On Sunday, we watched the latest Tatort (Crime Scene) episode, but I didn’t like it much. It was one set in Berlin and somehow, I don’t like the police detective duo in the Berlin episodes. I don’t like their personalities and how they interact, so I’m not sure if I will watch another episode set in Berlin.

Yesterday, we watched an absolutely depressing documentary about the trade in apes, that is, chimpanzees, bonobos, gorillas. The population of those animals are declining very fast, because they are hunted for bush meat and to sell off the babies. They end up in terrible totally exploitative conditions and the states who are members of the Washington Convention (the Convention on International Trade in Endangered Species of Wild Fauna and Flora) don’t do anything. In fact, government officials are often bribed to turn a blind eye. I can understand why poor people might kill and sell endangered animals, but those government officials aren’t poor. They are just greedy. It’s very sad for all the people in all the countries that work to safeguard the apes but are not supported by their own leaders. If this illegal trade is allowed to continue, soon there won’t be any apes living in freedom in their traditional habitats.

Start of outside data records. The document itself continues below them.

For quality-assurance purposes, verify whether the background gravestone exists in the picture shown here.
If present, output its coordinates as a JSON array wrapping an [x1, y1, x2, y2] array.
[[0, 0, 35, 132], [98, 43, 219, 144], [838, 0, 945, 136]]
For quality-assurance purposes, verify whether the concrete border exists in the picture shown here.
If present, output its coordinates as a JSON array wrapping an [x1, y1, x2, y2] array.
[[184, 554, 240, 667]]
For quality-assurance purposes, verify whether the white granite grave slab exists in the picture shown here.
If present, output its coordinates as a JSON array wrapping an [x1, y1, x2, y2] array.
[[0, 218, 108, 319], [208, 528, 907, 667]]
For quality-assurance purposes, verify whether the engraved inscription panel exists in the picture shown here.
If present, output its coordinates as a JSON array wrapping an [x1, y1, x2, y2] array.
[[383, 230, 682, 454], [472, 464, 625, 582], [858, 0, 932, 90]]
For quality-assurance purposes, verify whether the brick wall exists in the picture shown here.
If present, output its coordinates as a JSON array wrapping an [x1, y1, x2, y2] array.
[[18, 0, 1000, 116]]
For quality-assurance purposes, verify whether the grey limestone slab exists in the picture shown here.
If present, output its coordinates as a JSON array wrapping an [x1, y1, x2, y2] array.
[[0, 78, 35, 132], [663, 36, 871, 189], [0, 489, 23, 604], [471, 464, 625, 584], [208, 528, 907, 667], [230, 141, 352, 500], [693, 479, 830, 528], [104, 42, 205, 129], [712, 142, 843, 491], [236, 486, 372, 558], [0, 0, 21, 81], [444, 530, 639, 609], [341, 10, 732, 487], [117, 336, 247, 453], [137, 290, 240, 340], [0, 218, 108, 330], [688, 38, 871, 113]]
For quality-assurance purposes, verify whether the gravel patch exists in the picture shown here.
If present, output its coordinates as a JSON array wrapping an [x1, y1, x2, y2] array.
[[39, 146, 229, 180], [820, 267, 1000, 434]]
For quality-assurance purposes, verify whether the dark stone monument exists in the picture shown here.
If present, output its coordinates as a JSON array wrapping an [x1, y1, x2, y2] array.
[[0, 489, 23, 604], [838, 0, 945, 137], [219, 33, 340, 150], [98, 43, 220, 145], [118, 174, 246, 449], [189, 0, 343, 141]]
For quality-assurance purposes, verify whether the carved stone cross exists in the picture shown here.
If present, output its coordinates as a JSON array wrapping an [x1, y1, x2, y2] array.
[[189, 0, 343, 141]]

To turn to a less depressing topic, I read a lot on the weekend:

  • Martha Wells, Fugitive Telemetry.
    This is the 6th novella in the Murderbot Diaries. I loved it. I read it once, quickly and then reread it straight away. Then I went on and reread the first of the series, All Systems Red, just because I was in the mood.
    I’ve also discovered that there’s a short story set in the Murderbot world that I haven’t read yet, but I’m keeping it for a treat for later.
  • Kazuo Ishiguro, Klara and the Sun.
    I got this one from my birthday (in March) from Partner. It’s great. Blew me away.
  • Laurie R. King, Locked Rooms.
    A reread, 7th in the Mary Russell and Sherlock Holmes series. Also very good.
  • The Iliad (translated by Caroline Alexander). I only started this one.
    I read the Iliad in German ages ago, either while I was still in high school or while I was at university and didn’t love it. I thought I’d give it another try. I want to read the Odyssey in the translation by Emily Wilson, but the Iliad is kind of the prequel and I didn’t want to read one without the other. Now I’m loving the Iliad (maybe the translation is better or maybe I’ve just changed as a reader in the 20+ years since I last read it). I plan to finish by the end of June. Later on this year, I want to read some of the retellings of ancient Greek myths by authors like Madeline Miller, Jenifer Saint, Natalie Haynes and Pat Barker.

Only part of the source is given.